The Overall Winning Artists Category consists of the 10 Best Entries received from the 3 media categories of the Painting & Other Category, Photography & Digital Category and the 3 Dimensional Art categories.
The winning artists will now be featured on the Light Space & Time website for the month of March 2019 and thereafter, the artworks and links to the artist’s websites will remain online in the Light Space & Time Archives.
The overall winning artists’ category of the 10th Annual "Abstracts" Art Exhibition will receive extensive worldwide publicity and promotion. In addition, the overall winning artists will also receive extensive worldwide publicity in the form of email marketing, 550+ press release announcements, event announcement posts and social media marketing.
Winning artists will also have their art exhibition results posted and promoted on ArtJobs/ArtWeek. Artweek/Artjobs produces 800,000 page impressions per month, 280,000 website visitors per month and has 30,000 newsletter subscribers.
Congratulations to our artists who made our 10th Annual “Abstracts” Art Exhibition so successful this month. At any time, we invite our winners and other interested visitors to link their websites to the Gallery’s Archive section for further ongoing promotion.
The Light Space & Time Online Art Gallery will have digital “Abstracts” Award Certificates, Event Postcard, and Press Releases sent to the winning artists within the next week or so. Thank you to all of the artists who participated and for being a part of the gallery. To return to the Abstracts Home Page click here.
1st Place - Lexi Sundell – “Landscapes of the Heart”
The creative process makes the difference between living and dying, a fact Lexi Sundell experienced more than once in her own life. Three of her immediate family members committed suicide and Lexi survived a variety of near death events of her own arising from a violent ex-husband, car accidents, and health problems. Each of those experiences led to profound changes in her approach to creating art. The creative process took her from suicidal feelings of her own to an exuberant joy in living. Over the years she has shifted from oil painting to clay work to metal sculpture and jewelry to acrylic painting. Her great uncle Marvin Lenschow, a professional artist, tutored her in oils in her teens. As a result, she initially despised acrylics because they did not behave like her beloved oils. However, once she decided to discover what acrylics can do that oils cannot, they became her favorite medium. She is now an internationally recognized expert in acrylics and authored two books on acrylic painting published in six languages.
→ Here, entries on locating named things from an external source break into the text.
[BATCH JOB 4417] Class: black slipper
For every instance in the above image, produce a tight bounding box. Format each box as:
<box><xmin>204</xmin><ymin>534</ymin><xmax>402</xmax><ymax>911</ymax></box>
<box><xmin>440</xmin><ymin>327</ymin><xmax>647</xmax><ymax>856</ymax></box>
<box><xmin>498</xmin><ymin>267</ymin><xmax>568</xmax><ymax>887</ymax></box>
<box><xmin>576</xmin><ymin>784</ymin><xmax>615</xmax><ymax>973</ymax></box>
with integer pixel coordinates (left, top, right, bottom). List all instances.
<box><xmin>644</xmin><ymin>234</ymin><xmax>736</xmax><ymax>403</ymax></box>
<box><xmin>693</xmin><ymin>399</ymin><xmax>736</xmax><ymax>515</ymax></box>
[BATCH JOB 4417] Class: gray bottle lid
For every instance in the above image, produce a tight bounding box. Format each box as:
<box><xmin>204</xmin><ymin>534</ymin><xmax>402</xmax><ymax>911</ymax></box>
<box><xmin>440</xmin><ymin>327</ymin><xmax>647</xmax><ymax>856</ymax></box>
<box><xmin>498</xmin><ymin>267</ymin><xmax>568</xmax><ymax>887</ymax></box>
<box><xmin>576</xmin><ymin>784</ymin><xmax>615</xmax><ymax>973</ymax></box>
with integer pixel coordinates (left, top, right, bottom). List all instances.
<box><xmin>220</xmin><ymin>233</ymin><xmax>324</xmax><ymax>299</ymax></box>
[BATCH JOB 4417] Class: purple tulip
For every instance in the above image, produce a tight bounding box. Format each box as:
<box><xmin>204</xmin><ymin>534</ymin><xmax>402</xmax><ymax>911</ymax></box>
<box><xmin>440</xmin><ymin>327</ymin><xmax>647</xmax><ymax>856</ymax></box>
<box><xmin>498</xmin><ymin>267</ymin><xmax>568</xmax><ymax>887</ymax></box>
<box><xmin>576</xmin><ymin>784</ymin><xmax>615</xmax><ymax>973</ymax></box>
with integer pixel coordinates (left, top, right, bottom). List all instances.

The most recent book is Creating Exceptional Color in Acrylics but both books remain available on Amazon. She became one of the top half dozen precision wax carving specialists in North America when she worked in sculpture and jewelry. All of the minute detail of wax work done under a ten-power loupe led to an explosion of floral paintings several feet wide when poppies in her extensive gardens caught her eye one early dawn morning. After nearly dying of a systemic infection, she suddenly found herself painting wildlife in bold colors, which expanded her reputation. Further health issues led her into abstract painting as well. Moons, or portions of moons, often appear in her work because a moon only reflects the light brought to it, just as a painting only reveals what the viewer brings to it. Her current work, regardless of subject matter, is all based on her love of color. She paints in multiple layers of acrylics and clear gel, providing unique textures to her paintings. Light refracts within those layers, creating a luminosity not usually seen in acrylic painting. The Russell selected her painting, Something in the Air, for their 2015 show and Night Tapestry for the 2017 show. The Yellowstone Art Museum has included her paintings in their shows and featured her in a quick draw fundraiser as well. Her work has appeared in numerous invitational shows, such as Icons of the West and the MPAA shows.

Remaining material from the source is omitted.